## Introduction to Cuda

By Alan T. Andrea AT. Andrea Technologies

This paper can be found at: http://208.111.39.113/cuda/Introduction to Cuda.pptx

## What is CUDA and what is its purpose

CUDA stands for: Compute Unified Device Architecture

It was developed by NVIDIA corporation and is a framework for allowing developers to build code in C/C++ to run on NVIDA's CUDA enabled GPU devices. This allows you to essentially run code on a massively parallel gpu environment providing that you do some clever work to figure out how to partition your problem into a structure that can be distributed on a parallel environment.

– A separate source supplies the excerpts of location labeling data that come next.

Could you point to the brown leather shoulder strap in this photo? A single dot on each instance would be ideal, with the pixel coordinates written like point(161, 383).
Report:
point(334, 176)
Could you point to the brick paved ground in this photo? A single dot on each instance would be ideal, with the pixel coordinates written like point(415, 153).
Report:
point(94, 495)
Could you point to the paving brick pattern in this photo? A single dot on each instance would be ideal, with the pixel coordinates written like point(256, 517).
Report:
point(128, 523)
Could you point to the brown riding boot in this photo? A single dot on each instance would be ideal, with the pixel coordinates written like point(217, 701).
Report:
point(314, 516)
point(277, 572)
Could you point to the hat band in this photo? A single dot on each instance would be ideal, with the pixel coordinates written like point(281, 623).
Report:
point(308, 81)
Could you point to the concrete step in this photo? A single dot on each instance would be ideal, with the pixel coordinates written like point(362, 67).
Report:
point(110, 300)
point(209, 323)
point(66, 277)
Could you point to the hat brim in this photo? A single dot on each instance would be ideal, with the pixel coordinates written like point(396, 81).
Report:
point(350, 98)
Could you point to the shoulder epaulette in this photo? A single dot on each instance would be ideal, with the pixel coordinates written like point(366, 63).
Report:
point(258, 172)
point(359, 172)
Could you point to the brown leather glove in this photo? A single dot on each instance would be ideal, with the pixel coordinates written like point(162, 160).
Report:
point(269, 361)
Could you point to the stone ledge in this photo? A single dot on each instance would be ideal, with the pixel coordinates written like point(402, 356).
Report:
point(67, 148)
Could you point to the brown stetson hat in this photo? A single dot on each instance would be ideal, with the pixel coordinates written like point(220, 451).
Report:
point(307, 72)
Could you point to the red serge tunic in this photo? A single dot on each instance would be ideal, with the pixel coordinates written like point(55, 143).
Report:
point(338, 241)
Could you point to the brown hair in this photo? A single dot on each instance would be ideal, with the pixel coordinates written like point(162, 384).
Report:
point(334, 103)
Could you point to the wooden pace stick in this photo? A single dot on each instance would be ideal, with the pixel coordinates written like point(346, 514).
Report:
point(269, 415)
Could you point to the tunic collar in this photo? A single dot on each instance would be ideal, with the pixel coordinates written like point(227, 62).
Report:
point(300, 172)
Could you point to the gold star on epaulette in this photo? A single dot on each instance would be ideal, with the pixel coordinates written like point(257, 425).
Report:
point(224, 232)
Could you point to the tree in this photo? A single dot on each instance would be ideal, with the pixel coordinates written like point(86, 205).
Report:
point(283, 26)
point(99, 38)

The advantage of doing GPGPU (General purpose computing on a GPU) is that you have access to a device that can run many concurrent threads (processes) In parallel. Many more than would be allowed in a multi-threaded CPU environment.

Many NVIDIA cards (e.g.: GeForce, Quadro, Tesla) support cuda and SDK tool-kits are available for Mac, Windows, and Linux. Therefore, the solution is widely available.

There are also wrappers available to facilitate access to the CUDA framework for non-C/C++ programmers. Wrappers are, for example, available for:

• Java,

•

•

- .NET,
- Perl,
- Python,
- Ruby,
- MatLab,
- Mathematica etc.

Therefore, you have options if you don't want to utilize C.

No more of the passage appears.